Heile Familie, zerrissene Persönlichkeiten
Das Schauspiel „Wunschkinder“ist eine vielschichtige Gesellschaftskritik. Ein starkes Ensemble verleiht der Aufführung besondere Wucht
Nördlingen „Die erste Hälfte unseres Lebens wird von unseren Eltern verdorben – und die zweite Hälfte von unseren Kindern“, formulierte einst der amerikanische Bürgerrechtler Clarence Darrow ironisch. Vom immerwährenden Konflikt der Generationen handelt auch das Schauspiel „Wunschkinder“der Autoren Lutz Hübner und Sarah Nemitz, das im Rahmen des Kulturprogramms der Stadt Nördlingen im Klösterle zur Aufführung kam.
Die wohl nicht allzu seltene Ausgangskonstellation suggeriert eine heile Welt: Marc (Lukas Schöttler), einziges Kind eines gut situierten Ehepaars, hat vor einigen Monaten sein Abi bestanden. Doch seitdem hängt er im „Hotel Mama“ab, sein Tagesrhythmus besteht aus „Party, Schlafen, Kiffen und Kühlschrank leerfressen“. Während Mutter Bettine (Ulla Wagener) noch Geduld aufbringt, ist Vater Gerd (Martin Lindow) ob der Lethargie und Planlosigkeit des Filius außer sich – fin- det aber kein Gehör: „Da kann ich auch einen Pudding nach dem Sinn des Lebens fragen.“Selbst die verständnisvolle Katrin (Claudia Wenzel) findet kaum Zugang zu ihrem Neffen.

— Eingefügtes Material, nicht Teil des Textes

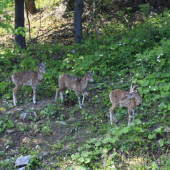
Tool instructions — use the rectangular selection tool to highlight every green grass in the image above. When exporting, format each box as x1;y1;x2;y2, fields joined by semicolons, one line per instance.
1;2;170;169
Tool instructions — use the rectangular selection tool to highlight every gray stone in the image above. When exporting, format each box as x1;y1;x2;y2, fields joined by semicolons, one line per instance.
11;149;20;155
15;155;32;167
56;121;66;125
6;129;14;133
19;113;30;122
18;167;25;170
33;111;37;117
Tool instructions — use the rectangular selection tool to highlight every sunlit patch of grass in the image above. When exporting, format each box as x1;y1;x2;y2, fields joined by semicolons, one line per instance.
0;107;6;112
35;0;60;10
124;156;147;169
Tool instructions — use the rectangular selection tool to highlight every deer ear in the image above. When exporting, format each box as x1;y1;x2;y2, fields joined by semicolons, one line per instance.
130;84;133;93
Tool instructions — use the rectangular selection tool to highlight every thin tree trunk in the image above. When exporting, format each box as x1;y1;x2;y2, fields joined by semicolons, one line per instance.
25;0;36;14
15;0;26;49
74;0;83;44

Als Marc Selma (Josepha Grünberg) kennenlernt, keimt Hoffnung auf. Denn die ist dessen glatter Gegenentwurf: aus prekären Verhältnissen, aber zielstrebig, fleißig und arbeitsam. Zudem kümmert sie sich noch um ihre traumatisierte und depressive Mutter Heidrun (Katharina Heyer). Die beiden wollen sogar zusammenziehen, doch dann wird Selma plötzlich schwanger. Anhand der teilweise hektischen, hysterischen und panikartigen Reaktionen zeichnen die Autoren im Verlauf des Stücks die Charakterprofile der einzelnen Personen nach, die sich in all ihrer Hilflosigkeit, Verlorenheit und inneren Zerrissenheit erstaunlich ähnlich sind.

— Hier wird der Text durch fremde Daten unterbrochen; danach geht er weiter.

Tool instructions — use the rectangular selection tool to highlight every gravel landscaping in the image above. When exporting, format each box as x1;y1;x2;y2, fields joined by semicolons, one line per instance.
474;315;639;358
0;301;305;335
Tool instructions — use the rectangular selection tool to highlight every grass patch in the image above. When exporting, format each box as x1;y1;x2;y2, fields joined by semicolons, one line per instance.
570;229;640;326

Es ist eine sehr moderne Inszenierung, die Regisseur Volker Hesse für die Konzertdirektion Landgraf umgesetzt hat. Das spartanische Bühnenbild (Rolf Spahn) besteht aus einer Art Tribüne aus Stahlgittern, auf deren Stufen sich die gesamte Handlung abspielt. Auch bei den Requisiten ist ein minimalistischer Ansatz gewählt – symbolisch für Armut, Krankheit und Verzweiflung werden Kissen und Decken über die Gitterroste geschleift. Die meiste Zeit stehen alle Figuren auf der Bühne, auch wenn diese kei- ne dialogische Funktion haben - allein dies verleiht ihnen eine stetige dramaturgische Präsenz.
„Wunschkinder“ist eine vielschichtige und schonungslose Gesellschaftskritik, in der das AutorenDuo viele Fragen anreißt: Wo liegt die Grenze zwischen elterlicher Fürsorge und übergriffiger Einmischung? Wie können stark emotionsbehaftete Konflikte ausgetragen werden, ohne einander zu verletzen?
Bei der Beantwortung setzt die Regie auf starke, einprägsame Bilder: Gerd und Marc brüllen sich wie in einem archaischen Zweikampf mit entblößten Oberkörpern lautstark an – ohne sich dabei anzusehen. Und die ansonsten besonnene Bettine kann sich nur mit einem überbordenden verbalen Ausbruch gegen Selmas Endlosschleife an Argumenten durchsetzen.
Aus dem durchwegs spielstarken sechsköpfigen Ensemble, das der Aufführung eine enorme Wucht verleiht, ist besonders Martin Lindow hervorzuheben, der mit Robert de Niro-Stimme vom sarkastischen Vater zum wütenden Berserker mutiert.
Und bei der furiosen Schlusssequenz wird Claudia Wenzel für ihre schrille Nina Hagen-Nummer („ist ja alles so schön bunt hier“) bejubelt. Auch wenn es im Stück am Ende nur Verlierer gibt – die rund 400 Besucher spenden begeisterten Applaus und entlassen die Schauspieler erst nach mehreren Vorhängen.